Case ID: so2d_681/html/0890-01.html
Source: Caselaw Access Project
Author: {"author": "PER CURIAM.", "license": "Public Domain", "url": "https://static.case.law/"}
Date Created: 2024-08-24T03:29:51.129683

Victor DEBIASI, Appellant, v. STATE of Florida, Appellee.
    No. 95-2592.
    District Court of Appeal of Florida, Fourth District.
    Oct. 23, 1996.
    Richard T. Garfield, Fort Lauderdale, for appellant.
    Robert A. Butterworth, Attorney General, Tallahassee, and Sharon A. Wood, Assistant Attorney General, West Palm Beach, for ap-pellee.
   PER CURIAM.

Appellant was charged with Count I, battery on a law enforcement officer, and Count II, resisting arrest with violence. The jury returned a verdict of not guilty on Count I, battery on a law enforcement officer, and guilty on Count II, resisting arrest with violence. The difference between the statutory elements of the two offenses has been clarified as “one could obstruct or oppose a law enforcement officer by threatening violence and still at the same time not be committing a battery on the law enforcement officer.” State v. Henriquez, 485 So.2d 414, 415 (Fla.1986).

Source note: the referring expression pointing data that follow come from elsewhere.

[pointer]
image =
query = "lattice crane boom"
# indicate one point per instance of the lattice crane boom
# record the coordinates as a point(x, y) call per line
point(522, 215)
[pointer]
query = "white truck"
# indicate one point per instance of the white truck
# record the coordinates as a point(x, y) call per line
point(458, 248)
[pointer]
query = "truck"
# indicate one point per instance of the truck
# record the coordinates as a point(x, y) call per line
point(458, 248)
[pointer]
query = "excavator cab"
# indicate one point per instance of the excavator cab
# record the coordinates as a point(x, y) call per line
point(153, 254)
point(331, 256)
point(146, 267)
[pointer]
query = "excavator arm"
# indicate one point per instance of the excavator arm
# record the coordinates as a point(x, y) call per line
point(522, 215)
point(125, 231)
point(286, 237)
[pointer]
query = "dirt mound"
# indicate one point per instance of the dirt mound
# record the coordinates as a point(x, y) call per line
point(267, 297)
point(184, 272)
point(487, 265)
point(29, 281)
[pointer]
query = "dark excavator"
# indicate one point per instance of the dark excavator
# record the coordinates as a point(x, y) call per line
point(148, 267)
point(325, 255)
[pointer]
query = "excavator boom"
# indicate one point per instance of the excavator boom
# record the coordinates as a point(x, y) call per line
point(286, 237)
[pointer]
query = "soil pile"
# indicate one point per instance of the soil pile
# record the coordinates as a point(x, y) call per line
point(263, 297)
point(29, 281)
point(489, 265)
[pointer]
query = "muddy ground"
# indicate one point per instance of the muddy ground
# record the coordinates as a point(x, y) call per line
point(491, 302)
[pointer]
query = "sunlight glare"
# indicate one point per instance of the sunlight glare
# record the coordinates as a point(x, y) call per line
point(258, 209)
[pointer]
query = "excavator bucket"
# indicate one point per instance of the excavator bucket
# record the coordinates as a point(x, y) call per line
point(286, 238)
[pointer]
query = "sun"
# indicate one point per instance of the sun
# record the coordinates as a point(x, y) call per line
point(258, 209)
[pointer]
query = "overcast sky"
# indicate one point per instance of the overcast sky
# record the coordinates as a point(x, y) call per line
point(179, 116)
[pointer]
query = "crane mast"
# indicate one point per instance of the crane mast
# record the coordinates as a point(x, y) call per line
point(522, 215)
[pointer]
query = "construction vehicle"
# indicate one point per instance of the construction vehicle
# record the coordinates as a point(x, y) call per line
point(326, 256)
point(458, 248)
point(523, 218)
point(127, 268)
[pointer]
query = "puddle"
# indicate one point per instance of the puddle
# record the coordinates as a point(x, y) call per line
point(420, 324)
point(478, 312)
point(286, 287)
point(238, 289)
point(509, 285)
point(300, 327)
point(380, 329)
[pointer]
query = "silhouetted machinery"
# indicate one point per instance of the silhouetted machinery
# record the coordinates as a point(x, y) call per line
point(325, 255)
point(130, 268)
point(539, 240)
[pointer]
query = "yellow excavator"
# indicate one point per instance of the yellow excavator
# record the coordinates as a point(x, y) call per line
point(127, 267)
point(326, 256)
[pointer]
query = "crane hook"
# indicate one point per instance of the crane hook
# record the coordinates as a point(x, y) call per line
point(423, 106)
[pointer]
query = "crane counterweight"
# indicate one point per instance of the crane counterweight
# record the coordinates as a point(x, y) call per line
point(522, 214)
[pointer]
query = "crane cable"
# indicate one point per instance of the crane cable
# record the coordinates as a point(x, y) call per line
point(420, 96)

This distinction was eliminated in the present case because the information charged that appellant resisted arrest by “striking” the officer, and the jury instruction on the resisting charge stated that before the jury could find appellant guilty of resisting, the state must prove appellant obstructed or opposed the officer “by doing violence to him by striking said officer.” Appellant now argues that because the elements of the two charges against him are identical, the jury verdict of not guilty of battery on a law enforcement officer is legally inconsistent with the verdict of guilty of resisting arrest with violence. We disagree and affirm.

“The general rule is that inconsistent verdicts are permitted.” Naumowicz v. State, 562 So.2d 710, 713 (Fla. 1st DCA 1990). The power to return an inconsistent verdict is necessarily included in the jury’s power on lenity. Id. at 713. However, “[t]he jury is, in all cases, required to return consistent verdicts as to the guilt of an individual on interlocking charges.” Eaton v. State, 438 So.2d 822 (Fla.1983). In Eaton, the Florida Supreme Court clarified two cases which committed Florida to the principle that jury verdicts must be legally consistent. Id. at 823 (citing Mahaun v. State, 377 So.2d 1158 (Fla.1979); Redondo v. State, 403 So.2d 954 (Fla.1981)). Following Eaton, logically inconsistent verdicts should continue to be affirmed as an exercise of jury lenity except in the limited situation where the verdicts involve interlocking charges, that is, one count is actually an element of the second count.

In Mahaun, the court held that a conviction for third-degree felony murder had to be vacated because the jury failed to find the defendant guilty of the underlying felony. In Redondo, the court held a conviction for displaying a firearm in the commission of a felony impermissible in the absence of a conviction of a felony. The court noted that “[i]n the cited cases the underlying felony is part of the crime charged — without the underlying felony the charge could not stand.” Eaton, 438 So.2d at 823. Consistent verdicts were required in Mahaun and Redondo because the charges were interlocking.

This court has held that charges that even are “essentially the mirror image” of each other do not fall within the Eaton rule requiring consistent verdicts on interlocking charges. Gonzalez v. State, 440 So.2d 514 (Fla. 4th DCA 1983). Gonzalez was acquitted of possession of a firearm dining the commission of a felony, but convicted of robbery with a firearm and kidnapping. Id. at 516. In holding that this situation did not fall within the Eaton rule, this court noted that “possession of a firearm during the commission of a felony is not a necessary element of the crime of robbery with a firearm.” Id. This court has noted its tendency to agree with the federal decisions recognizing no exception to the rule that apparently inconsistent verdicts are permissible, while acknowledging its obligation to enforce the Eaton exception when applicable. Id.

Here, as in Gonzalez, even if the charges are essentially mirror images of each other, battery on a law enforcement officer is not an element of resisting arrest with violence. Accordingly, the rule announced in Eaton requiring consistent verdicts on interlocking charges does not apply and the judgment must be affirmed.

GLICKSTEIN, FARMER and GROSS, JJ., concur. 
      
      . We have previously held that where a defendant was charged in one count with burglary with intent to commit an battery and commission of the battery and in a second count charged with aggravated battery, a conviction on the aggravated battery was impermissibly inconsistent with an acquittal of the battery portion of the first count. Sgroi v. State, 634 So.2d 280 (Fla. 4th DCA 1994). Footnote 5 in Sgroi states, "[w]e are not persuaded by the state's argument that the jury was simply exercising its pardon power in acquitting appellant of the charge of burglary with a battery in Count I.” We now clarify that because the charges of battery and aggravated battery were interlocking charges, consistent verdicts were required under the Eaton exception, regardless of whether the jury was exercising its pardon power.